Respite care for caregivers and people with severe mental illness: literature review
Version of Record online: 19 JAN 2005
Journal of Advanced Nursing
Volume 49, Issue 3, pages 297–306, February 2005
How to Cite
Jeon, Y.-H., Brodaty, H. and Chesterson, J. (2005), Respite care for caregivers and people with severe mental illness: literature review. Journal of Advanced Nursing, 49: 297–306. doi: 10.1111/j.1365-2648.2004.03287.x
- Issue online: 19 JAN 2005
- Version of Record online: 19 JAN 2005
- Submitted for publication 16 January 2004 Accepted for publication 11 May 2004
- respite care;
- mental health nursing;
- systematic reviews and meta-analyses;
Aim. The aim of this study was to review research literature over the past 10 years on respite care for people affected by severe mental illness; and identify key implications for nursing practice in provision of respite care for family caregivers of people with severe mental illness.
Background. Family caregivers play an important role in health care, but need regular breaks to maintain their own health and well-being. Respite care is one of the few services available with a primary focus on supporting family caregivers. In most developed countries the notion of respite care as an extension of the health care service has been embraced, evidenced by a growing body of literature in health and health-related disciplines.
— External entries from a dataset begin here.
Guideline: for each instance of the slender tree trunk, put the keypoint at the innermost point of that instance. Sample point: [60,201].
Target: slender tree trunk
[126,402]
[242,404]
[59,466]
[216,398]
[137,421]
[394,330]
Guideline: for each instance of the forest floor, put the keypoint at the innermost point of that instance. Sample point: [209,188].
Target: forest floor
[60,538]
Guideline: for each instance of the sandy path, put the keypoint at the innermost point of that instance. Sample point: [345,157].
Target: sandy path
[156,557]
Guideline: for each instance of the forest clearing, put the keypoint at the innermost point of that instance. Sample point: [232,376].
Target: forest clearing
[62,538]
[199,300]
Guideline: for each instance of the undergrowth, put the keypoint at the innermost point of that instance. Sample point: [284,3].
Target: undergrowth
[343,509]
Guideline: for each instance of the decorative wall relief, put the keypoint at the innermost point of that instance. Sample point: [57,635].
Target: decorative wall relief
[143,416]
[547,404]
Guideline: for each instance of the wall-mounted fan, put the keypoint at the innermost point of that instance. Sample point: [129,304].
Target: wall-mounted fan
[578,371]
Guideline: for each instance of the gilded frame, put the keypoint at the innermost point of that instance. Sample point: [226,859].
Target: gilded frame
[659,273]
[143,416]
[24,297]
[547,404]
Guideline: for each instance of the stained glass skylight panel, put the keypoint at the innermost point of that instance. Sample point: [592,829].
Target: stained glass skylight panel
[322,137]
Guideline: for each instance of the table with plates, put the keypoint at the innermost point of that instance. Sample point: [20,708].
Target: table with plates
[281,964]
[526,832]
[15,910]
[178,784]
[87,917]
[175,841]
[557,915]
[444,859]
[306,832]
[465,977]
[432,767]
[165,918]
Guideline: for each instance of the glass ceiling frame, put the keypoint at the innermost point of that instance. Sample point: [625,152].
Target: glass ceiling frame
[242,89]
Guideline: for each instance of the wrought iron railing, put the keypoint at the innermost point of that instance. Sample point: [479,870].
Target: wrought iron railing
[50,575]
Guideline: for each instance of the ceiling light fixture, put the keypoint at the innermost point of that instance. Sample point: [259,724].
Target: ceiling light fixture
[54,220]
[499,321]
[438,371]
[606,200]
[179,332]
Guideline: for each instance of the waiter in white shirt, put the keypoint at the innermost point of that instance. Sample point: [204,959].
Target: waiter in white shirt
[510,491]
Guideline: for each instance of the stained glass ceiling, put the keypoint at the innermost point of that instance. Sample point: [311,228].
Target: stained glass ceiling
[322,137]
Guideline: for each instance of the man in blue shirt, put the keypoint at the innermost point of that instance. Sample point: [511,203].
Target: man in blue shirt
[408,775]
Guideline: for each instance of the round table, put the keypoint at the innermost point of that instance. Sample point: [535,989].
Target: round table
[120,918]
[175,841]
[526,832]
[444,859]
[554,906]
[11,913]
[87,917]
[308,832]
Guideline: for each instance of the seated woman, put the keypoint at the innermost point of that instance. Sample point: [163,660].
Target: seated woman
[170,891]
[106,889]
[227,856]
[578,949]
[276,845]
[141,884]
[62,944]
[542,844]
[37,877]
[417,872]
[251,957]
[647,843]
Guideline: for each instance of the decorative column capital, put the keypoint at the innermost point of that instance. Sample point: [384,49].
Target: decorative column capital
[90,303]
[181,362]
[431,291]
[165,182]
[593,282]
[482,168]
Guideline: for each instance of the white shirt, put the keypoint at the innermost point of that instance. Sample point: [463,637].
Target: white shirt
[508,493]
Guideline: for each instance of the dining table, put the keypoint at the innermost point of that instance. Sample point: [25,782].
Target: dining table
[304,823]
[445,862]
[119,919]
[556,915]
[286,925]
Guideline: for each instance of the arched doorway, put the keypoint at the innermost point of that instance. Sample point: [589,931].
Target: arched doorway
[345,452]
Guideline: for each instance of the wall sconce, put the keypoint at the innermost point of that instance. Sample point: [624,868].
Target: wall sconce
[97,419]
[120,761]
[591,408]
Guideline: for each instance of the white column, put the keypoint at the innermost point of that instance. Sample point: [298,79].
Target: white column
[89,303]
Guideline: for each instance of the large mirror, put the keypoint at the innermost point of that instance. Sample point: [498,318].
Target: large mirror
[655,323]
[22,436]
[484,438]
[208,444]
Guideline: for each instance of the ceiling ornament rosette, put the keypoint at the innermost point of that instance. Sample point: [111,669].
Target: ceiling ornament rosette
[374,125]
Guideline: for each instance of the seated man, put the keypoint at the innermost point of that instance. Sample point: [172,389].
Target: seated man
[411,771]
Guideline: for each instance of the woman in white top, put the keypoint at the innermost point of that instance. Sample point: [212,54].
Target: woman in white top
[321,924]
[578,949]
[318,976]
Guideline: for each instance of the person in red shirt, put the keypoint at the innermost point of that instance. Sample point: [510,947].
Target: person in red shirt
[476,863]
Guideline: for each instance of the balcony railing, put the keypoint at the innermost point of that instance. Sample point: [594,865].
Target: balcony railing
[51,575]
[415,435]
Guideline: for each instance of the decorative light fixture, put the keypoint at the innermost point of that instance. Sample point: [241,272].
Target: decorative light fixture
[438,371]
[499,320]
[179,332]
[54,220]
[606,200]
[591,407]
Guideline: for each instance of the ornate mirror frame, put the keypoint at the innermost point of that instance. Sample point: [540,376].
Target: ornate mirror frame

Methods. An initial literature search was undertaken using the key words ‘respite’, ‘short-term care’, ‘shared care’ and ‘day care’ in major electronic databases for nursing, psychiatry, psychology and sociology literature between 1967 and 2002, identifying 704 articles. Closer examination of the literature from 1993 to 2002 on gaps and trends in respite care for people affected by severe mental illness was conducted. This is discussed in the context of the broader literature, particularly on dementia, where the mainstream research on respite care is found.
Results. The majority of family caregiving studies identified a need for greater quality, quantity, variety and flexibility in respite provision, and the literature has remained largely silent in relation to those affected by severe mental illness. There are contradictory findings on outcomes of respite care services and a lack of controlled empirical studies and evaluative research on effectiveness.
Conclusions. Respite care is beneficial for caregivers, there is significant unmet need in provision of services for the mentally ill, and greater flexibility and the needs of caregivers should be recognised and addressed.